Der Verkehrspolitiker: „ICH DENKE, man muss irgendwo im Verkehr aufpassen“. Die
Justizdirektorin: „ICH DENKE, dass die Justiz primär dem Recht verpflichtet
ist.“ Der Eishockeytrainer: “ ICH DENKE, das Tor mehr hat unserer Mannschaft
zum Sieg gereicht“. Wird heute mehr
gedacht als früher? „Nicht wirklich“. Dass eine Person denkt, sollte man ja
daran erkennen, was sie sagt. Aber „Ich
denke“ ist heute verbales Makeup. Die Logiker haben dafür einen adretten
Ausdruck: Performatives Paradox. Man tut gerade das nicht, was man sagt, man
tue es. Mit Floskeln solcher Art verschafft man sich hingegen eine Pole-Position
im „Diskurs“. Speziell unter Intellektuellen, denn die Floskel ist seit je
vorzugsweise in diesen Kreisen endemisch. Ein Klassiker ist z.B. der Optativ
wie „Ich würde meinen, dass ...“ oder „Ich würde einmal die These wagen, dass...“
usw.

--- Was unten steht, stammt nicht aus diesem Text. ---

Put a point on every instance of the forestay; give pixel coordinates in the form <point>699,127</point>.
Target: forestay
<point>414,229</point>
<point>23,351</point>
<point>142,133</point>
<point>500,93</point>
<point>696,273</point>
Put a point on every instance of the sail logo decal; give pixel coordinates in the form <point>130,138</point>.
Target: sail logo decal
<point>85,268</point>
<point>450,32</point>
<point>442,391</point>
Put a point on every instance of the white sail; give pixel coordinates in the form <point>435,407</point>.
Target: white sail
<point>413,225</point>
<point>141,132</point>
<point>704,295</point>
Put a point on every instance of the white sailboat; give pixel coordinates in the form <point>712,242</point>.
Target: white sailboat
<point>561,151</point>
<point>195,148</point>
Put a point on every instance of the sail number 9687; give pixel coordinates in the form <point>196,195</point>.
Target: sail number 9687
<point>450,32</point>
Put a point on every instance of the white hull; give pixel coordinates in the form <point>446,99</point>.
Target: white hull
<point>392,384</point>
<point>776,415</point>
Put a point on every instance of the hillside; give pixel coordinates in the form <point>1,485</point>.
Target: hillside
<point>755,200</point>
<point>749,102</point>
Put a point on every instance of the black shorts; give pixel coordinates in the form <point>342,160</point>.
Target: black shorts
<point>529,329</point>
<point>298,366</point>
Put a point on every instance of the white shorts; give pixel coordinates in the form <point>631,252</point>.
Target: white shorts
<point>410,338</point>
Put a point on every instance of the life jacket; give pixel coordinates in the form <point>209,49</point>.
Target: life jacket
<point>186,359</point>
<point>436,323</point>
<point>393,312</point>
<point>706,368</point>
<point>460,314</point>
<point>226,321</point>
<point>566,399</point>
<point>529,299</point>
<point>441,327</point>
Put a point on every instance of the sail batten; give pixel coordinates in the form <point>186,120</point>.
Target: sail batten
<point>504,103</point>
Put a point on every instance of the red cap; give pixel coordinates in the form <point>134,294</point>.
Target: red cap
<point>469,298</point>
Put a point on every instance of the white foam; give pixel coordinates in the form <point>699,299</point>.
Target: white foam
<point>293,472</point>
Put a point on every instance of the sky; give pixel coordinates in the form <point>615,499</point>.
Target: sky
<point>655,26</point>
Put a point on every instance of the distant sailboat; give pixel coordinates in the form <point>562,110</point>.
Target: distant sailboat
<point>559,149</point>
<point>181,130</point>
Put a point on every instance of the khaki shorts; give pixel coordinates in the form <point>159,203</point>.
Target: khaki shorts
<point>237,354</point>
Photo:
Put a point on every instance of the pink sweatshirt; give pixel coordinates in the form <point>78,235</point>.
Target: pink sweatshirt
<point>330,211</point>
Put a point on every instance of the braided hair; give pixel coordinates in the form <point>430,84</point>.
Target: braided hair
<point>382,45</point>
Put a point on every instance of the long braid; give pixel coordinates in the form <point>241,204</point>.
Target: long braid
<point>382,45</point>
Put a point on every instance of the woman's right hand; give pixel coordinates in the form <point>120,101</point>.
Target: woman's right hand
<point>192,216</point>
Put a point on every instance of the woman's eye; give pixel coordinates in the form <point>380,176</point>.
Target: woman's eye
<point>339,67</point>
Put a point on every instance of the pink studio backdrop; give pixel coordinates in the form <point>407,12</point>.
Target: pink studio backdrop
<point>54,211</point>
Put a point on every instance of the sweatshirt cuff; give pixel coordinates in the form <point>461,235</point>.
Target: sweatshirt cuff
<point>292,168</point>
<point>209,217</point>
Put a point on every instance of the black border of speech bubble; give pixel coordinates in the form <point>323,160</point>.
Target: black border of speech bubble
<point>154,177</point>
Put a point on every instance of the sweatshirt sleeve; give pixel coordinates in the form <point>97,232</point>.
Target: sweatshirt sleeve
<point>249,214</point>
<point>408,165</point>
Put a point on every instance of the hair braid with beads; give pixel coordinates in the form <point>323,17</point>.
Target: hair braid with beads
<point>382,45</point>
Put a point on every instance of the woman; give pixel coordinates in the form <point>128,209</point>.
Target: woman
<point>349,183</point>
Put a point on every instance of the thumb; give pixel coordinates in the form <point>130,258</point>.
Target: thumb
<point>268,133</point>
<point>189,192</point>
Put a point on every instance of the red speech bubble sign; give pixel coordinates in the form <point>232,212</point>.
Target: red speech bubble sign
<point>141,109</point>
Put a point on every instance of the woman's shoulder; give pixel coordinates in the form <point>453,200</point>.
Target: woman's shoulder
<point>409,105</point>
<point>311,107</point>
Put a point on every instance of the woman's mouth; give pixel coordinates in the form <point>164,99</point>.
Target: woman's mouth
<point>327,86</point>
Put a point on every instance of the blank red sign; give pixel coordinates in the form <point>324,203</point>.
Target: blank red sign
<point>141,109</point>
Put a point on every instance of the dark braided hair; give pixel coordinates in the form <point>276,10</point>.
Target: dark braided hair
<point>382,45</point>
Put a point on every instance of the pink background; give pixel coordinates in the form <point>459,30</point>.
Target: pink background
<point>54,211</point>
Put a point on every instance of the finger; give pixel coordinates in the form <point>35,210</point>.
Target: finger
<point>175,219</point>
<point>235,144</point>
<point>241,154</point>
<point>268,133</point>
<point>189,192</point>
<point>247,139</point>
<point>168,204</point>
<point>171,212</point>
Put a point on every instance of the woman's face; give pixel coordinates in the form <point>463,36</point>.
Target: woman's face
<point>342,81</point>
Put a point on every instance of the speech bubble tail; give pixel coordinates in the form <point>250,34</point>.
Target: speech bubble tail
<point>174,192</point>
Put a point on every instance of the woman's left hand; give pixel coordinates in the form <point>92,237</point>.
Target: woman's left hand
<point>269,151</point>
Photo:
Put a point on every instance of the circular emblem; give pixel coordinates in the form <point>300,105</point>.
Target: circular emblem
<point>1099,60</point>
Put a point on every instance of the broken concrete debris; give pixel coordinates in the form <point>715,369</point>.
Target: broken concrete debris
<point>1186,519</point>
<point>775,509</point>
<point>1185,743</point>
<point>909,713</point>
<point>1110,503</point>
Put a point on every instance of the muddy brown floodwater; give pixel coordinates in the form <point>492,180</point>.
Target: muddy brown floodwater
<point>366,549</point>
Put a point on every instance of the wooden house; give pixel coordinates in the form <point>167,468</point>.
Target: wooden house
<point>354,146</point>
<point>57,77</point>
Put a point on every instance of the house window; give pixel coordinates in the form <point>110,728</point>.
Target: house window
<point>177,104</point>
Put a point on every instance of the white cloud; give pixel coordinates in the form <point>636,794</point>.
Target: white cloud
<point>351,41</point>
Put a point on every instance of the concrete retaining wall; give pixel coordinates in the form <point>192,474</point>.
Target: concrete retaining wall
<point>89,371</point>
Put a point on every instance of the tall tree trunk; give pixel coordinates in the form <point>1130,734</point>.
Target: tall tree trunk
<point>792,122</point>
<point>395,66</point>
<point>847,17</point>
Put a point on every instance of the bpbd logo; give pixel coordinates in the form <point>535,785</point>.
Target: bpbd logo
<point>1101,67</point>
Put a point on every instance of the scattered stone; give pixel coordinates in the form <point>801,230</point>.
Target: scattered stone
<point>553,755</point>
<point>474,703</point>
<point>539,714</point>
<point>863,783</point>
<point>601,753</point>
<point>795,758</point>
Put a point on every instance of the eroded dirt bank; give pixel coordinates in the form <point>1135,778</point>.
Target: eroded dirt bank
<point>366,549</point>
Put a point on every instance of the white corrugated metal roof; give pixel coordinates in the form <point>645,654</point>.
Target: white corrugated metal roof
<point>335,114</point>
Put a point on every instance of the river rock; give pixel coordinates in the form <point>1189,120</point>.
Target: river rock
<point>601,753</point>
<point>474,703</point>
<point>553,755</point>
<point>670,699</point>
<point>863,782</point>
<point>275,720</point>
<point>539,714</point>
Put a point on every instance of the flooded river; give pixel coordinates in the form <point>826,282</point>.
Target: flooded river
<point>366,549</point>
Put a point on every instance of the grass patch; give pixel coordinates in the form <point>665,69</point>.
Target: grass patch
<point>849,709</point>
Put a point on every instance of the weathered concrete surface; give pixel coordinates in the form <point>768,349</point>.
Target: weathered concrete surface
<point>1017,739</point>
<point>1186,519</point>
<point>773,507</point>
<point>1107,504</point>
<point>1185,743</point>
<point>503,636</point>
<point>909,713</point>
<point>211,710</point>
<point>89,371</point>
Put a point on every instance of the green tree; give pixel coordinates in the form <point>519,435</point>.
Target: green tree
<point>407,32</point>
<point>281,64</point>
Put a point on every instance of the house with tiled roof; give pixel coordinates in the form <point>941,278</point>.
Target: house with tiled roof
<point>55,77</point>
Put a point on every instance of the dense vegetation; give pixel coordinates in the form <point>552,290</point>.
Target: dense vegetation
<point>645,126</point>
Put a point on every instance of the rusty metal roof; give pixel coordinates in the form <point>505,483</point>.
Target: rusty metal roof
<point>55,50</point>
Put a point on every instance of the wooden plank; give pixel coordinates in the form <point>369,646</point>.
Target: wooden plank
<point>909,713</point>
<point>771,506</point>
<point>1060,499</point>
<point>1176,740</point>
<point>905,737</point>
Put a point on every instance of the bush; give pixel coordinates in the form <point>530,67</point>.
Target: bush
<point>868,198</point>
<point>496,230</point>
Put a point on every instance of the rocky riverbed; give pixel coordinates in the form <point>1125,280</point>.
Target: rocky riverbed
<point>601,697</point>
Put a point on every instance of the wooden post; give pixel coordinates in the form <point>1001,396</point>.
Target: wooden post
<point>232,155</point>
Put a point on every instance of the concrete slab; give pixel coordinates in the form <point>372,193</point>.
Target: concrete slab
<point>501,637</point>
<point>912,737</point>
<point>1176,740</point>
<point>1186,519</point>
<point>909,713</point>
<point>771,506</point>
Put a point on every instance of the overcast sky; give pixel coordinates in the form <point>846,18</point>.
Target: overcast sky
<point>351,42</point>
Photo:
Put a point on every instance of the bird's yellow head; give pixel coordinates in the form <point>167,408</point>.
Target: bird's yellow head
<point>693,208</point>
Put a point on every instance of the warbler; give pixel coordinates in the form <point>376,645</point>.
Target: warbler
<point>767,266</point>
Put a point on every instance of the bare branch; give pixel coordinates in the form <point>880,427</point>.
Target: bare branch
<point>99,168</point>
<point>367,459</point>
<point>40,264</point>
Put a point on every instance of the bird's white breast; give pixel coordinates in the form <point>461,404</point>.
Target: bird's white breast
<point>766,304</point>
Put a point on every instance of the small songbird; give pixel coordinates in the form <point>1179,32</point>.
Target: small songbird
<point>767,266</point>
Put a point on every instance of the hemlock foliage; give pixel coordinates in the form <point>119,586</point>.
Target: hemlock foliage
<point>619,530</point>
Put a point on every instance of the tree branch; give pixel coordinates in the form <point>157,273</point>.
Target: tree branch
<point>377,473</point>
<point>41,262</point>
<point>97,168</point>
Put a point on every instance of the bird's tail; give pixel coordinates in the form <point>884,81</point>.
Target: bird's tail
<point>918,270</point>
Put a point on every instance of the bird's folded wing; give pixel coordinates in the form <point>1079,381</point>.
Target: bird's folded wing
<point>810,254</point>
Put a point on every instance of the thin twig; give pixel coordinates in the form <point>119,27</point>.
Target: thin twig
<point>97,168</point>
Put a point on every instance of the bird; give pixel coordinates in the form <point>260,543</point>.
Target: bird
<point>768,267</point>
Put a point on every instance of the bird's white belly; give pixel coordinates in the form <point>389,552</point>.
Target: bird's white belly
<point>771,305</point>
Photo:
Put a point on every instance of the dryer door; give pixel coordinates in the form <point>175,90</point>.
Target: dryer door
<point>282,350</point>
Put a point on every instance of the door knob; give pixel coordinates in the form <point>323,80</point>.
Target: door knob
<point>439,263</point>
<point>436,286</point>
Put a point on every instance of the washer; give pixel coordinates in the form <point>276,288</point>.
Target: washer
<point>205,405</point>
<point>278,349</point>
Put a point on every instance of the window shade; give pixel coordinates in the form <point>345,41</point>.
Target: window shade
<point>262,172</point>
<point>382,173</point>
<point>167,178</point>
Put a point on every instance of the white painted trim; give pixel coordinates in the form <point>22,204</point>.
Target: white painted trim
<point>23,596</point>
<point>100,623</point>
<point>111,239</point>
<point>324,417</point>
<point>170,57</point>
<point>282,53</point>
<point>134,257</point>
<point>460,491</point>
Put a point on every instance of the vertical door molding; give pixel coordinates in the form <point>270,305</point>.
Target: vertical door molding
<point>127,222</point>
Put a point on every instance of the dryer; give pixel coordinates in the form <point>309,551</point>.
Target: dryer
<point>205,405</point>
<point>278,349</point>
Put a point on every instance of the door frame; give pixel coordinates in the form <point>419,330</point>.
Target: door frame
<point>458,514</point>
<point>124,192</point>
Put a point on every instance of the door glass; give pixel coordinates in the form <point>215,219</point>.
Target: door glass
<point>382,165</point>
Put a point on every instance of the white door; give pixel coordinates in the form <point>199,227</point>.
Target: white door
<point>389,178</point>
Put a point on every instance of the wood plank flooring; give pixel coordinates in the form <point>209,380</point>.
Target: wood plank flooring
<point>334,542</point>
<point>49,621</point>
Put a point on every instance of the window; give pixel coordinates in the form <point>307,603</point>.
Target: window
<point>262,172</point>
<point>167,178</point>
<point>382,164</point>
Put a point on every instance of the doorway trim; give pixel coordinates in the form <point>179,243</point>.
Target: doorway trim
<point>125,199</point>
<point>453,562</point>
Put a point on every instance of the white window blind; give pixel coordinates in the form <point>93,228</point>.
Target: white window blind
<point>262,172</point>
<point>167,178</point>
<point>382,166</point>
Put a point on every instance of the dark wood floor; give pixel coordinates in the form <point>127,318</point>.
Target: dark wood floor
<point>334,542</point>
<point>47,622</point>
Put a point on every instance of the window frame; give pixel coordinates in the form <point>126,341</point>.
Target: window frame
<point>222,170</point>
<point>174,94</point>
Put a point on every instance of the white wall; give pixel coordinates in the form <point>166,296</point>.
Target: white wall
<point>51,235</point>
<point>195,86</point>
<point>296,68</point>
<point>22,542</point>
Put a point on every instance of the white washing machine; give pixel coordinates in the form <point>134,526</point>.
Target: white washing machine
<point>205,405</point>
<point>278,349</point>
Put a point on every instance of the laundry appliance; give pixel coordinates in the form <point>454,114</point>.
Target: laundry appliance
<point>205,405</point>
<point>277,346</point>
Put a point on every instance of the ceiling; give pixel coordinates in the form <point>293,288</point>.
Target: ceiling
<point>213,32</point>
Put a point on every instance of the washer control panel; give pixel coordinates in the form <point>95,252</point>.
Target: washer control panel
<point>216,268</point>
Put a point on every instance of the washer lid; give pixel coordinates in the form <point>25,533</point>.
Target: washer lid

Spitzmündig oder kinnstreichelnd vorgetragen, lassen solche Eröffnungen
sofort erahnen, dass da doch grosse Vorräte gut abgehangenen akademischen
Wissens im Hinterhalt lauern, die einen davor bewahren, sich einfach so ordinär
aufs Behaupten zu verlegen.
„Du sagst das nur, weil du ein ... bist“
Denken ist
im Grunde eine soziale Tätigkeit. Ein untrügliches Indiz des Denkens ist
deshalb die Beobachtung, dass Andere auch denken. Eine in der Debatte häufig gepflegte,
perfidere, weil nicht auf ersten Blick erkennbare, Form des Nicht-Denkens besteht
nun darin, dass man im Denken des Anderen nur den Anderen und nicht sein Denken
wahrnimmt und anspricht. Personalisierung auch hier. Was du sagst, sagst du nur, weil du ein ... bist. Das Englische
kennt den Begriff „Bulverism“ für diese grobfahrlässige Denkvermeidung. Er stammt
vom Schriftsteller Clive.S.Lewis, genauer von dessen fiktiver Figur Ezekiel
Bulver, der auf den Denkfehler aufmerksam wurde, als er hörte, wie seine Mutter
die Beweisführung seines Vaters, die Summe zweier Seiten eines Dreiecks sei
grösser als die dritte Seite, mit den Worten abschmetterte: Du sagst das nur, weil du ein Mann bist. Einer ähnlichen Variante
dieses Totschlagarguments begegnet man auch oft in Kommentaren, die dem Autoren
eines Artikels insinuieren, er habe das
nur geschrieben, weil er frustriert, schwul, ein Secondo-Albaner oder ein alter
Mann mit verpasstem Gegenwartsanschluss sei. Personalisierung bedeutet immer,
dass man in den Aussagen der anderen Person primär nicht Sätze, sondern Symptome
hört, bzw. hören will. Eine Diskursverweigerung: letztlich die tiefste
intellektuelle Herabwürdigung – will heissen: Beleidigung - des Anderen.
„Ich
denke“ war einmal eine stolze Kampfvokabel, eingesetzt zur Befreiung des
Menschen aus der Bevormundung durch fremde Autoritäten. Aber Befreiung ist ein
stotziger Hang, wir rutschen auf ihm immer wieder ab. „Es ist unglaublich, wie
viel unsere besten Wörter verloren haben, das Wort ‚vernünftig’ hat fast sein
ganzes Gepräge verloren,“ schrieb der grosse Aphoristiker der Aufklärung, Georg
Christoph Lichtenberg, „man weiss die Bedeutung, aber man fühlt sie nicht mehr
wegen der Menge von vernünftigen Männern, die den Titel geführt haben.“ Es ist
unglaublich, möchte man Lichtenberg sekundieren, wie viel heute öffentlich „gedacht“
wird und wie das Wort „Denken“ fast sein ganzes Gepräge verloren hat.